In general, fair voting systems improve upon winner-take-all single winner districts by reducing the incumbency advantage and providing incentives for political parties to make more diverse recruitment decisions.  Specifically, fair voting systems encourage parties to diversify recruitment decisions because voters in those systems tend to try to balance their tickets with both male and female candidates, reflecting a deliberate preference by voters to try and create the best possible team for district governance. Since voters are no less likely to vote for a qualified female candidate and are more likely to balance tickets in multidistrict arrangements, parties have an incentive to run more female candidates so they can win as many seats as possible. In essence, fair voting systems remove many of the barriers to representation constructed by winner-take-all single-winner districts.  
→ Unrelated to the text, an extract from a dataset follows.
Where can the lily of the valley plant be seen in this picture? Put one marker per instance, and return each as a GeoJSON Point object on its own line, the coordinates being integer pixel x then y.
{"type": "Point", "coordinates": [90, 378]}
In addition to fair voting, PACs and political parties can engage in intentional action to advance progress toward gender parity in elected office by making candidate recruitment and support practices fairer. PACs and political parties should adopt voluntary targets, in which they pledge to contribute a certain percentage (ideally 50%) of their funds to female candidates or nominate a certain percent of female candidates. This would help overcome and change the traditional biases within political parties and PACs toward funding and supporting male candidates. Studies by Welch (1992), Bird (2003), and Crowder-Meyer(2013) have shown that there is no shortage of qualified women candidates, but qualified women tend to fall to the wayside of political party recruitment and PAC support practices. Intentional targets by parties and PACs could go a long way in remedying the candidate gender gap in American politics.Their success would send a message that it is not individual women’s attributes that matter, rather it is institutional barriers that keep women from being successful. 

Achieving gender parity in elected office, particularly at higher levels of office, requires gender neutral electoral systems, recruitment and support practices, as well as gender fair political discourse. Fortunately, the first two measures encourage the third. Both fair voting and recruitment reform will ensure the candidacy and election of more women. More women in politics moves women candidates from being an unusual, comment-worthy phenomenon to a natural part of the political landscape. As women become more and more important in the political process, discourse surrounding women in politics will change to reflect the change in status. Electoral reform serves to not only reduce the barriers to women winning elections but also facilitates more gender fair discourse surrounding women in politics.